Yesterday, for the first time, 10 became five, when hydrogen fuel cell innovator Ballard Power (Nasdaq: BLDP) released a statement making a "public commitment" to "demonstrate the commercial viability of automotive fuel cell stack technology by 2010." What that means, Ballard went on to elaborate, is that within the next five years, Ballard is going to prove that it's possible to build a fuel cell stack that can take the internal combustion engine's place in running a car. To fulfill its commitment, the company will need to come up with a stack that has at least a 5,000-hour lifespan (enough to travel about 136,000 miles) before it needs to be replaced, that can operate in minus-30-degree Celsius conditions and produce a satisfactory amount of locomotive power, and that can be manufactured at a commercially viable price.

That last one is key -- because the fact of the matter is that we already do have some fuel-cell-operated vehicles on the road today.
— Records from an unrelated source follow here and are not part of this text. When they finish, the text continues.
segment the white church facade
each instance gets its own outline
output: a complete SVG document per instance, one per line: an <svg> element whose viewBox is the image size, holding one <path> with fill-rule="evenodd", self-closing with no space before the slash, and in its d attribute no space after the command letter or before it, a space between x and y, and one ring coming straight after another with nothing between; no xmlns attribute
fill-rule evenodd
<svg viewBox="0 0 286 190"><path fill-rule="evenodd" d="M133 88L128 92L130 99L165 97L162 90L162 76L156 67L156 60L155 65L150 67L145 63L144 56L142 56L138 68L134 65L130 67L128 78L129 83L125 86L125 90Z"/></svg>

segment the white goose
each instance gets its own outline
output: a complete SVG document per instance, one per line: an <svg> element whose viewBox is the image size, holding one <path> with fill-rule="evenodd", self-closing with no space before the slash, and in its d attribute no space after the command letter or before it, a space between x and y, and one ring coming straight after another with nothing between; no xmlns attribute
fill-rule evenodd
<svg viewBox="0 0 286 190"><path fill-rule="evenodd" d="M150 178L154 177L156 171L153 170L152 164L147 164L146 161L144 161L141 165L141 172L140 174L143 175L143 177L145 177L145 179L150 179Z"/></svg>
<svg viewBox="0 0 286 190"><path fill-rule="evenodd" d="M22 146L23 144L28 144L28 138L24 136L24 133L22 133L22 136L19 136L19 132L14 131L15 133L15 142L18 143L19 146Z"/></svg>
But they don't come cheap. In fact, on the same day that Ballard released its announcement, General Motors (NYSE: GM) announced that it has inked a deal with the U.S. Department of Energy (DOE) to build a 40-vehicle fleet of fuel cell cars to demonstrate the technology's commercial viability. This deal will stretch over the next five years (there's that new number again) and cost a total of $88 million, with half coming out of GM's pocket and the DOE (that's you and me, my fellow taxpayer) anteing up the other half.

Break out your handy-dandy calculator now, and you'll see that each of these vehicles costs a whopping $2.2 million. "Commercially viable" for Messrs. Gates and Buffett, perhaps, but for the rest of us -- we're not quite there yet.